Кинэт умолк. Представлял себе окрестности. Прислушивался. Полный совершенно новой бдительности, еще ничем не притуплённой и под влиянием обстоятельств трепещущей, как страсть, он пытался установить ценность этого жилища, как убежища, толщу тайны, которою был в нем предохранен человек, груз опасности, давление розыска, которые оно могло выдержать.
Слышен был шум экипажей, довольно отдаленный. Шаги на этой же улице, очень заглушённые. Иногда – голос, всякий раз казавшийся слишком близким, слишком крикливым и приближающимся. Шаги звучали все же не так тревожно, как голоса. Но были также периоды тишины. Дом даже казался немым. Очень легкие и нерегулярные звуки, по временам раздававшиеся – шорохи, потрескиваниягстуки, – доносились, быть может, из верхнего этажа, но, быть может, и из соседних домов. Весь этот край старых стен был достаточно плотен для того, чтобы такого рода шумы могли в нем проходить большие расстояния и не принадлежать одному месту по преимуществу перед другими, как и жалкий, затхлый запах, отовсюду сочившийся. Кинэт заговорил:
– Я понимаю, чем вам понравился этот закуток: "Кому взбредет на ум искать меня здесь?" Так вы думаете. К несчастью, это понимают все. При входе в эту улицу, по которой вы меня только что вели, словно надпись висит: "Для скрывающихся".
– Ну, вы преувеличиваете!
– А затем, эти трущобы полны проституток и сутенеров. Полиция имеет за ними постоянное наблюдение. Содержит среди них всякого рода осведомителей. Ваша хозяйка… поручиться можно, что и она в том числе.
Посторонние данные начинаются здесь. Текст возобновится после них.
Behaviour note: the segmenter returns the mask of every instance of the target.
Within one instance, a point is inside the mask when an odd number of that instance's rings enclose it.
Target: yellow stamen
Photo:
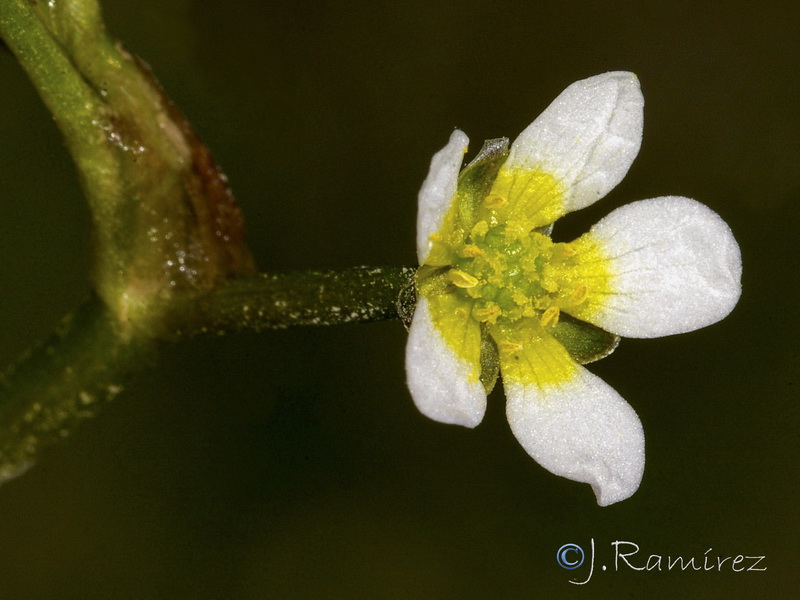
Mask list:
[[[568,302],[573,306],[577,306],[586,300],[586,296],[589,294],[589,290],[585,285],[579,285],[575,288],[575,291],[572,292],[572,295],[569,297]]]
[[[459,255],[464,258],[475,258],[477,256],[485,256],[485,252],[478,248],[475,244],[467,244],[459,250]]]
[[[542,313],[542,316],[539,318],[539,324],[542,327],[551,327],[558,323],[558,317],[561,314],[561,310],[557,306],[551,306],[546,311]]]
[[[578,253],[578,249],[572,243],[556,244],[553,246],[553,253],[562,258],[570,258]]]
[[[472,311],[472,316],[475,317],[481,323],[491,323],[492,325],[497,322],[497,317],[503,311],[500,310],[500,307],[496,304],[489,304],[483,308],[476,308]]]
[[[483,205],[486,208],[503,208],[508,205],[508,200],[500,194],[489,194],[483,199]]]
[[[470,231],[470,236],[473,240],[482,240],[483,237],[486,235],[486,232],[489,231],[489,224],[486,221],[478,221]]]
[[[460,288],[471,288],[478,285],[479,281],[469,273],[465,273],[460,269],[450,269],[447,272],[447,278],[453,282],[453,285]]]
[[[507,352],[509,354],[514,354],[515,352],[519,352],[522,350],[522,344],[518,344],[516,342],[509,342],[509,341],[502,341],[497,344],[498,350],[500,352]]]

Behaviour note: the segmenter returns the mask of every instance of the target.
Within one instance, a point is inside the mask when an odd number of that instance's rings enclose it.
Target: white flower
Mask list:
[[[602,506],[639,487],[644,434],[630,405],[581,363],[610,353],[616,336],[715,323],[741,291],[730,229],[688,198],[634,202],[571,243],[550,239],[556,219],[627,173],[643,105],[631,73],[578,81],[510,150],[487,142],[463,171],[468,139],[455,131],[419,194],[422,267],[406,350],[414,402],[432,419],[475,427],[499,365],[522,447],[590,483]]]

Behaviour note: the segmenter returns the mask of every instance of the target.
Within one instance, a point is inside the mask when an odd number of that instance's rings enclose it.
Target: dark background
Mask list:
[[[512,138],[568,84],[635,71],[627,178],[559,222],[697,198],[742,248],[733,314],[592,365],[639,413],[647,469],[608,508],[511,435],[404,384],[399,322],[195,340],[0,489],[0,598],[791,598],[800,18],[794,2],[104,2],[226,169],[263,270],[413,264],[416,192],[456,126]],[[0,52],[0,363],[87,294],[88,212],[51,118]],[[597,564],[560,568],[566,543]],[[763,572],[634,571],[650,554]],[[606,572],[600,566],[608,566]],[[664,567],[666,568],[666,567]]]

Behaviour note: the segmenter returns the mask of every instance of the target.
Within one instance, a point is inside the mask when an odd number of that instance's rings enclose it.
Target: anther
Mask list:
[[[522,350],[522,344],[518,344],[516,342],[508,342],[508,341],[498,342],[497,349],[500,350],[500,352],[507,352],[509,354],[514,354]]]
[[[460,288],[475,287],[479,283],[477,277],[473,277],[460,269],[450,269],[447,272],[447,278],[453,282],[453,285]]]
[[[575,291],[572,292],[572,295],[569,297],[568,302],[570,304],[580,304],[581,302],[586,300],[586,296],[589,294],[589,290],[585,285],[579,285],[575,288]]]
[[[489,304],[483,308],[474,309],[472,311],[472,316],[481,323],[491,323],[494,325],[497,321],[497,317],[499,317],[502,312],[503,311],[500,310],[500,307],[496,304]]]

– Вы бы этого не сказали, если бы ее увидели. Хотите, я придумаю предлог и покажу вам ее?
– Нет, нет. Ей не надо меня знать. Ни в коем случае. В каком квартале ваши номера?
– На улице Шато, в четырнадцатом. Знаете, на той улице, что идет от Мэнского бульвара, как раз от того места, где церковь, до бульвара Вожирар, проходя мимо западной товарной станции.
– В общем, не так уж далеко от меня.
– Пешком минут двадцать.
– Тот квартал тоже не очень-то спокойный, но все же он лучше этого. Заметьте, что вы очень хорошо поступили, перебравшись оттуда. Но нам надо будет найти что-нибудь другое.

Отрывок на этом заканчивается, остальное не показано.